Too skinny from institution mush, my skin peeled off a layer at a time. Curled on top of a thin, lumpy mattress on a rusted bed frame, I traced the scratches on the wall made by another’s bloodied nails, the dark red stains proof of another’s determination to escape a world unworthy of its inhabitant.

Earlier, the attendant had pushed my forehead back and forced open my jaw. Unnecessary effort on his part. The medicinal haze thickened. I found myself calm but without spirit.

Strange how I felt erased, yet without the rubber remnants to remind me I once existed.

Any bits of green paint that had remained on the wall, I peeled off the first day. I didn’t know if I had been there three weeks or three months.

The cell remained still, inactive, and almost empty.
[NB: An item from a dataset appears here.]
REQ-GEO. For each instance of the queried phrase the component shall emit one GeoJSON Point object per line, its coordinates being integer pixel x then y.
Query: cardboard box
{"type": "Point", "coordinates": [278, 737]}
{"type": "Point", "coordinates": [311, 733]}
A bucket to catch my excrement. The bed, fetid like the bucket; the whole place a shit hole.

A cockroach scurrying across the floor would have been a welcome sight. Or a black widow working tirelessly to create a fine net to catch its prey. I stared at my idle hands.

I wanted to float outside where flowers bloomed, where the great oaks of San Antonio provided shade from the sun. The rattle of trains and trolleys would have been welcome sounds over the never-ending cries and moans of despair.

Despair. “Do not cry. Do not cry,” I told myself. But tears came anyway. It didn’t matter. If they heard, they never came.

My eyes blurred as if I were drunk. I trembled like the women escorted to surgery before their reproductive parts were cut away and discarded like the contents of my shit bucket.

I heard the click of a door key. It wasn’t mealtime. They had already drugged me. What did they want? Confusion—as potent as a heaping spoonful of laudanum laced with arsenic.

The attendant in white stood firm, stoic. “Come with me.”

 

Eerie indeed.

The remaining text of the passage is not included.